Dr. Johnson put me in mind, that, at St. Andrews, I had defended my profession very well, when the question had again been started, Whether a lawyer might honestly engage with the first side that offers him a fee. ’Sir, (said I,) it was with your arguments against Sir William Forbes[217]: but it was much that I could wield the arms of Goliah.’
He said, our judges had not gone deep in the question concerning literary property. I mentioned Lord Monboddo’s opinion, that if a man could get a work by heart, he might print it, as by such an act the mind is exercised. JOHNSON. ’No, Sir; a man’s repeating it no more makes it his property, than a man may sell a cow which he drives home.’ I said, printing an abridgement of a work was allowed, which was only cutting the horns and tail off the cow. JOHNSON. ’No, Sir; ’tis making the cow have a calf[218].’
About eleven at night we arrived at Montrose. We found but a sorry inn, where I myself saw another waiter put a lump of sugar with his fingers into Dr.
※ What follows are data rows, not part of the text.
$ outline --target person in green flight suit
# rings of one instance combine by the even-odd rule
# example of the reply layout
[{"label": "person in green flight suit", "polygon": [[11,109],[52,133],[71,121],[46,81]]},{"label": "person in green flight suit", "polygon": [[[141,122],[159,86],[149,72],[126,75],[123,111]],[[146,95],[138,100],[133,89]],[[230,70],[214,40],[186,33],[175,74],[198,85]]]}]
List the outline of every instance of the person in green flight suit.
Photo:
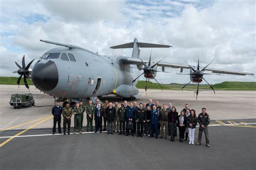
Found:
[{"label": "person in green flight suit", "polygon": [[81,131],[83,132],[84,130],[83,130],[83,123],[84,122],[84,112],[85,111],[85,107],[83,105],[83,101],[80,101],[79,103],[79,106],[81,107],[81,108],[83,110],[83,113],[81,114]]},{"label": "person in green flight suit", "polygon": [[92,104],[91,100],[89,100],[89,104],[85,107],[85,110],[86,111],[87,132],[89,131],[89,127],[91,132],[92,132],[92,121],[93,120],[93,114],[95,112],[95,106]]},{"label": "person in green flight suit", "polygon": [[76,106],[73,109],[73,114],[75,115],[74,118],[74,124],[75,124],[75,129],[74,129],[74,134],[79,132],[80,134],[82,134],[81,131],[81,117],[83,114],[83,110],[81,107],[79,107],[79,103],[76,104]]}]

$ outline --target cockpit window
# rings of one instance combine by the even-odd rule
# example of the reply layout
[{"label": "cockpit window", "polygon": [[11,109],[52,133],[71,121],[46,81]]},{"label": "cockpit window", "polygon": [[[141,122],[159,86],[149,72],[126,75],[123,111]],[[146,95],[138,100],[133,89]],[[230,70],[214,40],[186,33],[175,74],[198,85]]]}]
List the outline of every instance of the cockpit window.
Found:
[{"label": "cockpit window", "polygon": [[48,56],[49,56],[49,53],[44,53],[43,56],[42,56],[41,58],[42,59],[46,59],[48,58]]},{"label": "cockpit window", "polygon": [[69,55],[69,59],[70,59],[70,61],[76,62],[76,59],[75,58],[75,57],[74,57],[74,56],[73,56],[72,54],[68,54],[68,55]]},{"label": "cockpit window", "polygon": [[48,58],[55,59],[59,57],[59,53],[51,53]]},{"label": "cockpit window", "polygon": [[69,60],[69,59],[68,58],[68,56],[67,56],[67,55],[66,55],[65,53],[62,53],[62,57],[60,57],[60,59],[63,60],[64,60],[64,61],[68,61]]}]

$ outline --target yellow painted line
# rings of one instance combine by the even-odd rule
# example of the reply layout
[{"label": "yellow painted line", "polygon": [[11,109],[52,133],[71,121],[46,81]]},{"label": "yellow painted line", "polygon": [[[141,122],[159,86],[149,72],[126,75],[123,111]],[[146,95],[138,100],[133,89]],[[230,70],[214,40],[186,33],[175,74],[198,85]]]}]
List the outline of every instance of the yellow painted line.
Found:
[{"label": "yellow painted line", "polygon": [[116,79],[116,85],[114,85],[114,89],[113,90],[113,92],[116,92],[116,87],[117,87],[117,70],[116,69],[115,67],[113,67],[113,68],[114,68],[114,72],[116,73],[116,76],[117,77],[117,78]]},{"label": "yellow painted line", "polygon": [[48,119],[44,119],[44,120],[42,120],[42,121],[39,121],[39,122],[38,122],[38,123],[35,124],[35,125],[32,125],[31,126],[30,126],[30,127],[27,128],[26,129],[23,130],[23,131],[22,131],[22,132],[19,132],[19,133],[18,133],[15,134],[15,135],[14,136],[13,136],[12,137],[9,138],[9,139],[7,139],[6,140],[5,140],[5,141],[4,141],[4,142],[3,142],[2,143],[1,143],[1,144],[0,144],[0,147],[2,147],[3,146],[4,146],[4,145],[5,145],[6,144],[7,144],[8,142],[9,142],[9,141],[10,141],[11,140],[12,140],[12,139],[14,139],[16,137],[17,137],[17,136],[18,136],[18,135],[22,134],[22,133],[23,133],[26,132],[27,131],[28,131],[29,130],[30,130],[30,129],[31,129],[31,128],[34,127],[35,126],[37,126],[37,125],[38,125],[39,124],[42,124],[42,123],[43,123],[44,121],[45,121],[48,120],[49,120],[49,119],[52,119],[53,117],[53,116],[52,115],[52,116],[51,116],[51,117],[50,117],[50,118],[48,118]]},{"label": "yellow painted line", "polygon": [[245,125],[227,125],[228,126],[234,126],[234,127],[256,127],[256,126],[245,126]]},{"label": "yellow painted line", "polygon": [[30,123],[33,123],[33,122],[35,122],[35,121],[38,121],[38,120],[42,120],[42,119],[46,119],[46,118],[50,118],[50,117],[52,117],[52,115],[49,115],[49,116],[46,117],[45,117],[45,118],[41,118],[41,119],[37,119],[37,120],[35,120],[31,121],[29,121],[29,122],[28,122],[28,123],[24,123],[24,124],[21,124],[21,125],[16,125],[16,126],[12,126],[12,127],[8,127],[8,128],[3,129],[3,130],[0,130],[0,132],[1,132],[4,131],[6,131],[6,130],[11,130],[11,129],[14,128],[15,128],[15,127],[19,127],[19,126],[23,126],[23,125],[28,125],[28,124],[30,124]]}]

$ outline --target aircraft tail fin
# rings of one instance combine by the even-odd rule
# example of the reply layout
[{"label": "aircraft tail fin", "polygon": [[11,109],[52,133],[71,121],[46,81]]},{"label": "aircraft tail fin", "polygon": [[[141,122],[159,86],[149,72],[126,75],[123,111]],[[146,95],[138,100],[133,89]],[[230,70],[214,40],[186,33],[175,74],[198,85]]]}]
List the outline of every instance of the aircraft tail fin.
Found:
[{"label": "aircraft tail fin", "polygon": [[132,50],[132,57],[139,58],[140,50],[139,47],[142,48],[169,48],[172,47],[171,45],[156,44],[150,44],[141,43],[138,41],[137,38],[134,38],[133,43],[129,43],[124,44],[122,45],[118,45],[116,46],[113,46],[110,47],[111,49],[127,49],[127,48],[133,48]]}]

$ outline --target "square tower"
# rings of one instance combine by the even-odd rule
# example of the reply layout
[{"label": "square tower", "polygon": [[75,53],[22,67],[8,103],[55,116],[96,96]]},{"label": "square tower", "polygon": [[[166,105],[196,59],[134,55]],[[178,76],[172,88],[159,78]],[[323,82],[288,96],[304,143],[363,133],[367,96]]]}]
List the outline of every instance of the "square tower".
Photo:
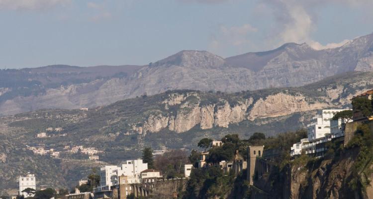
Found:
[{"label": "square tower", "polygon": [[255,174],[255,163],[257,157],[262,157],[263,155],[263,146],[249,146],[247,148],[247,161],[248,162],[247,168],[247,180],[249,180],[250,185],[253,185],[254,176]]}]

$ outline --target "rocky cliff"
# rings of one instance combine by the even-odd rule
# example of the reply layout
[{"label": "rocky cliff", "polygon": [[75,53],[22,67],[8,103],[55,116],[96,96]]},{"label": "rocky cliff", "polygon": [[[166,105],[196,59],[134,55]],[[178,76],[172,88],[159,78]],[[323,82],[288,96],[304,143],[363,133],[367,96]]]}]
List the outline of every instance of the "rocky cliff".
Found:
[{"label": "rocky cliff", "polygon": [[168,90],[235,92],[298,87],[353,71],[372,71],[373,34],[316,50],[285,44],[269,51],[224,59],[183,51],[146,66],[52,66],[0,71],[0,114],[40,108],[104,105]]}]

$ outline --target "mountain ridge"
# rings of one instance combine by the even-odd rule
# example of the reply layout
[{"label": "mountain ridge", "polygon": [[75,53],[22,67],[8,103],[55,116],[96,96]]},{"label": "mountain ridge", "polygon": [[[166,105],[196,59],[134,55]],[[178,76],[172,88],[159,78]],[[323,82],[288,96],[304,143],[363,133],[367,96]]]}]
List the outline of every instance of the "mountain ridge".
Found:
[{"label": "mountain ridge", "polygon": [[300,87],[345,72],[373,71],[373,34],[333,49],[285,44],[224,59],[185,50],[148,65],[64,65],[0,71],[0,115],[93,107],[168,90],[234,93]]}]

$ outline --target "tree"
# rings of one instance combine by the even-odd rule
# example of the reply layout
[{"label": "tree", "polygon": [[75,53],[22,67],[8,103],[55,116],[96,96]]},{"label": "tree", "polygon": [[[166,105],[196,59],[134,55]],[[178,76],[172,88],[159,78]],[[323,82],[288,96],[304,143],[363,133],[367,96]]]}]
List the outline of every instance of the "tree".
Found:
[{"label": "tree", "polygon": [[336,113],[332,119],[334,120],[341,119],[342,121],[342,131],[345,132],[346,124],[352,120],[353,115],[352,110],[342,110]]},{"label": "tree", "polygon": [[26,188],[24,190],[23,190],[23,191],[22,191],[22,192],[26,193],[27,194],[30,194],[30,193],[33,193],[33,193],[35,193],[35,191],[36,190],[35,190],[33,189]]},{"label": "tree", "polygon": [[232,160],[234,157],[236,150],[236,145],[231,142],[227,142],[222,146],[212,148],[208,151],[206,162],[217,164],[223,160]]},{"label": "tree", "polygon": [[38,191],[35,193],[35,199],[50,199],[54,197],[56,194],[54,190],[52,188],[48,188],[43,191]]},{"label": "tree", "polygon": [[201,153],[199,152],[197,150],[192,150],[190,152],[190,155],[188,157],[189,161],[193,165],[193,166],[195,168],[198,167],[198,161],[199,160],[199,158],[201,156]]},{"label": "tree", "polygon": [[142,151],[142,161],[148,163],[149,169],[154,168],[154,161],[153,159],[153,150],[150,147],[145,147]]},{"label": "tree", "polygon": [[263,133],[260,133],[260,132],[256,132],[254,133],[253,135],[250,136],[250,138],[249,139],[249,140],[265,140],[266,139],[266,135],[264,134]]},{"label": "tree", "polygon": [[167,178],[183,177],[183,166],[189,161],[186,153],[181,150],[173,150],[162,155],[157,156],[154,161],[156,169],[161,170]]},{"label": "tree", "polygon": [[212,140],[207,138],[204,138],[199,140],[197,144],[198,147],[201,147],[204,149],[204,152],[206,152],[206,150],[210,147]]},{"label": "tree", "polygon": [[372,100],[366,98],[359,98],[352,100],[354,111],[361,111],[365,117],[369,117],[373,114],[373,107]]},{"label": "tree", "polygon": [[100,176],[97,175],[96,169],[92,169],[91,174],[87,177],[88,182],[87,184],[83,184],[77,188],[81,192],[89,192],[93,190],[94,187],[97,187],[100,183]]}]

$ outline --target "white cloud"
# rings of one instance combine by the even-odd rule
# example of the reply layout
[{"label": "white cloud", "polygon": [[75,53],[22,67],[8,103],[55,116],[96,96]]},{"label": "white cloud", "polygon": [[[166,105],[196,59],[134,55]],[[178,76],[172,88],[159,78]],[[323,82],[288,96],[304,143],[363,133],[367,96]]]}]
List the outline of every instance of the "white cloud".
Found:
[{"label": "white cloud", "polygon": [[223,25],[220,26],[220,30],[224,34],[228,35],[245,35],[249,32],[256,32],[258,29],[247,23],[241,26],[232,26],[229,28]]},{"label": "white cloud", "polygon": [[325,45],[323,45],[322,44],[317,41],[312,41],[309,42],[309,45],[314,49],[322,50],[329,48],[338,48],[346,44],[346,43],[350,41],[351,40],[349,40],[348,39],[345,39],[339,43],[330,43],[327,44]]},{"label": "white cloud", "polygon": [[34,10],[46,9],[56,5],[65,5],[71,0],[0,0],[0,9]]},{"label": "white cloud", "polygon": [[177,0],[186,3],[198,2],[202,3],[216,3],[227,1],[232,1],[234,0]]},{"label": "white cloud", "polygon": [[87,3],[87,7],[91,8],[100,9],[101,6],[97,3],[93,2],[89,2]]},{"label": "white cloud", "polygon": [[[315,49],[336,48],[348,41],[331,43],[323,45],[312,38],[312,33],[317,31],[317,9],[329,4],[342,4],[346,6],[372,6],[371,0],[264,0],[258,7],[263,14],[272,14],[277,20],[273,28],[273,34],[269,43],[272,47],[284,43],[307,43]],[[270,10],[263,10],[264,8]]]}]

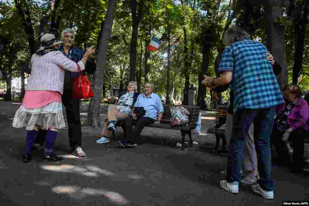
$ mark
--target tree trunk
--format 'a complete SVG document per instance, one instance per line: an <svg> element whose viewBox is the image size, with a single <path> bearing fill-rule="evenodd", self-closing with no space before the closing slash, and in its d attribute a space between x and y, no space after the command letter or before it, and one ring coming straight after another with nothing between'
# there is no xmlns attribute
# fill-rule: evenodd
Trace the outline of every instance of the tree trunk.
<svg viewBox="0 0 309 206"><path fill-rule="evenodd" d="M20 68L20 77L21 79L21 96L23 98L25 96L25 69L28 65L27 62L23 62Z"/></svg>
<svg viewBox="0 0 309 206"><path fill-rule="evenodd" d="M124 90L125 85L125 62L123 63L123 67L121 69L121 65L120 65L120 85L119 88L119 94L120 95Z"/></svg>
<svg viewBox="0 0 309 206"><path fill-rule="evenodd" d="M294 19L295 26L295 53L294 55L294 65L293 66L292 83L298 85L298 78L302 74L303 68L303 59L304 54L305 44L305 36L308 23L308 15L309 1L306 2L304 5L301 5L298 6L298 9L294 10ZM303 14L302 16L302 10L303 9ZM298 10L298 12L296 12Z"/></svg>
<svg viewBox="0 0 309 206"><path fill-rule="evenodd" d="M109 0L105 20L101 23L101 31L98 40L99 51L97 54L96 69L93 75L92 90L94 96L91 98L88 111L88 124L93 128L100 125L99 106L104 82L104 75L106 53L112 33L114 14L118 0Z"/></svg>
<svg viewBox="0 0 309 206"><path fill-rule="evenodd" d="M211 17L210 14L209 15L210 17ZM201 82L204 78L203 75L207 75L208 71L211 49L214 40L213 26L213 25L212 25L210 26L209 28L205 28L203 31L201 51L203 55L202 60L201 71L198 76L198 89L197 101L197 105L200 106L201 108L204 109L207 108L207 105L204 100L206 88L202 85Z"/></svg>
<svg viewBox="0 0 309 206"><path fill-rule="evenodd" d="M132 25L130 54L130 81L135 81L136 44L138 34L138 25Z"/></svg>
<svg viewBox="0 0 309 206"><path fill-rule="evenodd" d="M190 76L189 70L189 60L188 56L188 38L187 36L187 29L184 27L183 27L184 30L184 70L185 77L185 80L184 82L184 101L183 104L184 105L188 105L189 103L188 93L189 86L190 84Z"/></svg>
<svg viewBox="0 0 309 206"><path fill-rule="evenodd" d="M137 82L137 91L138 94L141 93L141 85L142 84L142 63L143 57L143 45L141 39L141 56L139 59L139 74Z"/></svg>
<svg viewBox="0 0 309 206"><path fill-rule="evenodd" d="M282 17L280 0L265 0L264 18L267 34L267 47L274 58L281 66L282 71L277 77L280 88L283 89L288 82L287 66L286 59L284 26L275 22Z"/></svg>
<svg viewBox="0 0 309 206"><path fill-rule="evenodd" d="M207 109L207 106L204 99L206 92L206 88L202 85L204 75L207 74L209 63L209 57L210 54L210 46L205 45L203 48L202 61L201 72L198 75L198 89L197 91L197 105L203 109Z"/></svg>
<svg viewBox="0 0 309 206"><path fill-rule="evenodd" d="M35 52L35 45L34 40L34 32L32 26L31 17L29 7L25 3L23 3L20 1L15 0L15 6L18 10L18 13L24 26L25 33L28 37L29 44L29 53L30 57ZM24 2L23 2L24 3Z"/></svg>
<svg viewBox="0 0 309 206"><path fill-rule="evenodd" d="M140 0L139 8L137 11L136 0L130 1L131 14L132 16L132 35L130 47L130 81L135 82L135 64L136 63L136 45L138 35L138 25L142 16L142 12L144 6L144 0Z"/></svg>
<svg viewBox="0 0 309 206"><path fill-rule="evenodd" d="M54 8L52 11L51 19L50 21L50 28L56 32L55 36L57 39L60 38L58 37L58 30L60 21L61 20L61 15L58 14L57 18L56 16L57 16L57 11L61 1L60 0L55 0Z"/></svg>
<svg viewBox="0 0 309 206"><path fill-rule="evenodd" d="M6 79L6 93L5 95L6 100L11 99L11 87L12 86L12 71L13 64L15 60L15 48L11 43L10 46L10 59L9 61L9 72L8 72L7 78Z"/></svg>
<svg viewBox="0 0 309 206"><path fill-rule="evenodd" d="M168 14L168 10L167 9L167 18L168 21L168 28L167 29L167 32L168 33L168 43L167 44L167 65L166 67L167 70L167 82L166 82L166 97L165 98L165 104L170 104L170 38L171 35L171 25L170 24L170 17Z"/></svg>
<svg viewBox="0 0 309 206"><path fill-rule="evenodd" d="M4 100L10 101L12 99L12 73L8 72L6 76L6 93Z"/></svg>
<svg viewBox="0 0 309 206"><path fill-rule="evenodd" d="M176 73L175 73L175 75L174 76L174 81L173 81L173 86L172 86L172 91L171 93L171 99L174 100L175 99L174 99L174 93L175 92L175 82L176 81Z"/></svg>
<svg viewBox="0 0 309 206"><path fill-rule="evenodd" d="M149 31L149 36L150 36L150 31ZM147 47L150 43L150 39L146 37L145 39L145 54L144 55L145 61L145 82L150 81L150 52L147 51Z"/></svg>
<svg viewBox="0 0 309 206"><path fill-rule="evenodd" d="M104 76L104 74L103 74ZM102 86L102 97L105 98L106 97L106 81L105 80L104 76L103 77L103 86Z"/></svg>

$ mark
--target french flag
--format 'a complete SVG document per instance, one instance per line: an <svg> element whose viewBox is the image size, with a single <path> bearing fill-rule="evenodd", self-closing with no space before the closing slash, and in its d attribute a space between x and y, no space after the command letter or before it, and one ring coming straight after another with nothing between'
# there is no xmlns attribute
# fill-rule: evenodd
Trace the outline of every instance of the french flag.
<svg viewBox="0 0 309 206"><path fill-rule="evenodd" d="M159 46L162 42L159 39L153 36L150 43L147 46L147 50L148 51L155 51L159 48Z"/></svg>

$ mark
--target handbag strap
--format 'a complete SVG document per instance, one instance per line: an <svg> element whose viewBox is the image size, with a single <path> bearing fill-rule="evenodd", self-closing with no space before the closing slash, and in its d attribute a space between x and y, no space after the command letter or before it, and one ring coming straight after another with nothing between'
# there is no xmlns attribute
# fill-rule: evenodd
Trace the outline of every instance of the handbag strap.
<svg viewBox="0 0 309 206"><path fill-rule="evenodd" d="M83 73L82 72L82 70L80 69L80 66L78 64L77 64L77 70L79 73L79 76L78 77L78 87L80 89L80 82L81 80L81 78L83 75Z"/></svg>

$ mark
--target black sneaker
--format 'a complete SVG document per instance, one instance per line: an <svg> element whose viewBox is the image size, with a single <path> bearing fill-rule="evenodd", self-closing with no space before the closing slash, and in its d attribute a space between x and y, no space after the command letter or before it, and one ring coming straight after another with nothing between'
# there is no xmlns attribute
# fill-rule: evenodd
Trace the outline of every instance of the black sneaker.
<svg viewBox="0 0 309 206"><path fill-rule="evenodd" d="M44 154L42 158L42 160L46 160L48 161L56 162L61 161L63 159L63 158L60 157L58 157L56 154L53 153L50 154Z"/></svg>
<svg viewBox="0 0 309 206"><path fill-rule="evenodd" d="M125 144L125 146L128 147L135 147L137 146L137 144L136 143L132 143L129 142Z"/></svg>
<svg viewBox="0 0 309 206"><path fill-rule="evenodd" d="M125 140L120 140L118 141L118 144L120 145L121 147L125 147L126 146L127 142Z"/></svg>
<svg viewBox="0 0 309 206"><path fill-rule="evenodd" d="M31 161L32 156L30 154L26 154L23 156L23 162L25 163L29 162Z"/></svg>
<svg viewBox="0 0 309 206"><path fill-rule="evenodd" d="M42 148L43 148L43 145L41 145L39 144L35 144L31 146L31 151L32 152L35 152Z"/></svg>

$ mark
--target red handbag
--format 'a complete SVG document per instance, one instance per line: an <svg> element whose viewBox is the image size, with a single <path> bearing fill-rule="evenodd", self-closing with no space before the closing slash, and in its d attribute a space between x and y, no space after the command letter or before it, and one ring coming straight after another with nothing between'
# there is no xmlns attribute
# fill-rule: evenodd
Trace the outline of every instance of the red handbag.
<svg viewBox="0 0 309 206"><path fill-rule="evenodd" d="M73 80L72 98L73 99L85 99L92 97L94 96L93 92L87 75L83 75L78 65L77 68L79 76L74 78Z"/></svg>

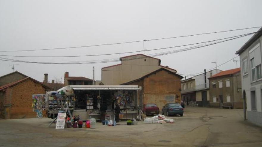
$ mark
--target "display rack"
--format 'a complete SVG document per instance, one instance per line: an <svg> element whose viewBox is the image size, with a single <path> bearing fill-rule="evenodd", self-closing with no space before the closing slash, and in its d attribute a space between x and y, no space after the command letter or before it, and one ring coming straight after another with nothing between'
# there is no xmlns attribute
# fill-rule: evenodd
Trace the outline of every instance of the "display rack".
<svg viewBox="0 0 262 147"><path fill-rule="evenodd" d="M72 111L74 107L74 94L57 94L50 92L47 94L47 113L49 118L54 118L57 117L60 111L64 111L66 103L68 105L69 110Z"/></svg>

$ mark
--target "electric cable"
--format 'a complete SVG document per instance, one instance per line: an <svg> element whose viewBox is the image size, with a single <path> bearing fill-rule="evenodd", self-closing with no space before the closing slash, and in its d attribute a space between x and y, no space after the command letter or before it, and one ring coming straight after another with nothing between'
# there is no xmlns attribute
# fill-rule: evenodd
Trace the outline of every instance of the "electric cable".
<svg viewBox="0 0 262 147"><path fill-rule="evenodd" d="M162 38L157 38L157 39L148 39L148 40L145 39L145 40L138 40L138 41L129 41L129 42L118 42L118 43L112 43L104 44L93 45L85 45L85 46L67 47L65 47L65 48L51 48L36 49L32 49L32 50L4 50L4 51L0 51L0 52L14 52L28 51L39 51L39 50L49 50L77 48L82 48L95 47L95 46L104 46L104 45L118 45L118 44L126 44L126 43L132 43L141 42L145 42L145 41L149 41L157 40L161 40L161 39L170 39L175 38L180 38L180 37L190 37L190 36L197 36L197 35L204 35L204 34L210 34L219 33L222 33L222 32L224 32L234 31L239 31L239 30L243 30L250 29L255 29L255 28L261 28L261 26L257 26L257 27L250 27L250 28L246 28L238 29L233 29L233 30L228 30L224 31L216 31L216 32L205 33L203 33L195 34L191 34L191 35L183 35L183 36L176 36L176 37L169 37Z"/></svg>
<svg viewBox="0 0 262 147"><path fill-rule="evenodd" d="M215 40L210 40L209 41L205 41L203 42L198 42L194 43L192 43L191 44L188 44L186 45L178 45L177 46L172 46L171 47L168 47L167 48L157 48L155 49L152 49L150 50L145 50L144 51L151 51L152 50L163 50L164 49L167 49L169 48L178 48L179 47L182 47L183 46L187 46L191 45L195 45L196 44L200 44L203 43L208 43L210 42L213 42L214 41L218 41L218 40L224 40L227 39L229 38L233 38L237 37L242 37L243 36L245 36L245 35L248 35L251 34L253 34L255 33L258 31L257 32L255 32L252 33L249 33L246 34L242 34L241 35L238 35L235 36L234 36L229 37L226 38L224 38L222 39L217 39ZM139 51L133 51L131 52L121 52L121 53L108 53L108 54L94 54L94 55L77 55L77 56L15 56L15 55L0 55L0 56L7 56L7 57L33 57L33 58L65 58L65 57L86 57L86 56L105 56L105 55L116 55L116 54L125 54L125 53L137 53L137 52L141 52L144 51L143 50L139 50Z"/></svg>

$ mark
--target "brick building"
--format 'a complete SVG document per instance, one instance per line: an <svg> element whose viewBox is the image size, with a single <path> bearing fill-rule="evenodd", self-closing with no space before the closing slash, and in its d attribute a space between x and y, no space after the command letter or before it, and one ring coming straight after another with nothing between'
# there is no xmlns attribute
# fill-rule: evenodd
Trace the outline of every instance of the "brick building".
<svg viewBox="0 0 262 147"><path fill-rule="evenodd" d="M29 77L0 86L0 118L36 117L32 108L32 95L45 94L49 89Z"/></svg>
<svg viewBox="0 0 262 147"><path fill-rule="evenodd" d="M221 72L208 79L210 107L243 108L240 68Z"/></svg>
<svg viewBox="0 0 262 147"><path fill-rule="evenodd" d="M93 80L83 77L69 77L68 72L65 72L65 85L91 85Z"/></svg>
<svg viewBox="0 0 262 147"><path fill-rule="evenodd" d="M141 86L142 94L139 93L138 98L140 105L154 103L161 110L166 103L180 102L182 78L180 75L163 68L121 85Z"/></svg>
Johnson’s lemonade, for which he called him ‘Rascal!’ It put me in great glee that our landlord was an Englishman. I rallied the Doctor upon this, and he grew quiet[219]. Both Sir John Hawkins’s and Dr. Burney’s History of Musick had then been advertised. I asked if this was not unlucky: would not they hurt one another? JOHNSON. ’No, Sir. They will do good to one another. Some will buy the one, some the other, and compare them; and so a talk is made about a thing, and the books are sold.’
He was angry at me for proposing to carry lemons with us to Sky, that he might be sure to have his lemonade. ’Sir, (said he,) I do not wish to be thought that feeble man who cannot do without any thing. Sir, it is very bad manners to carry provisions to any man’s house, as if he could not entertain you. To an inferior, it is oppressive; to a superior, it is insolent.’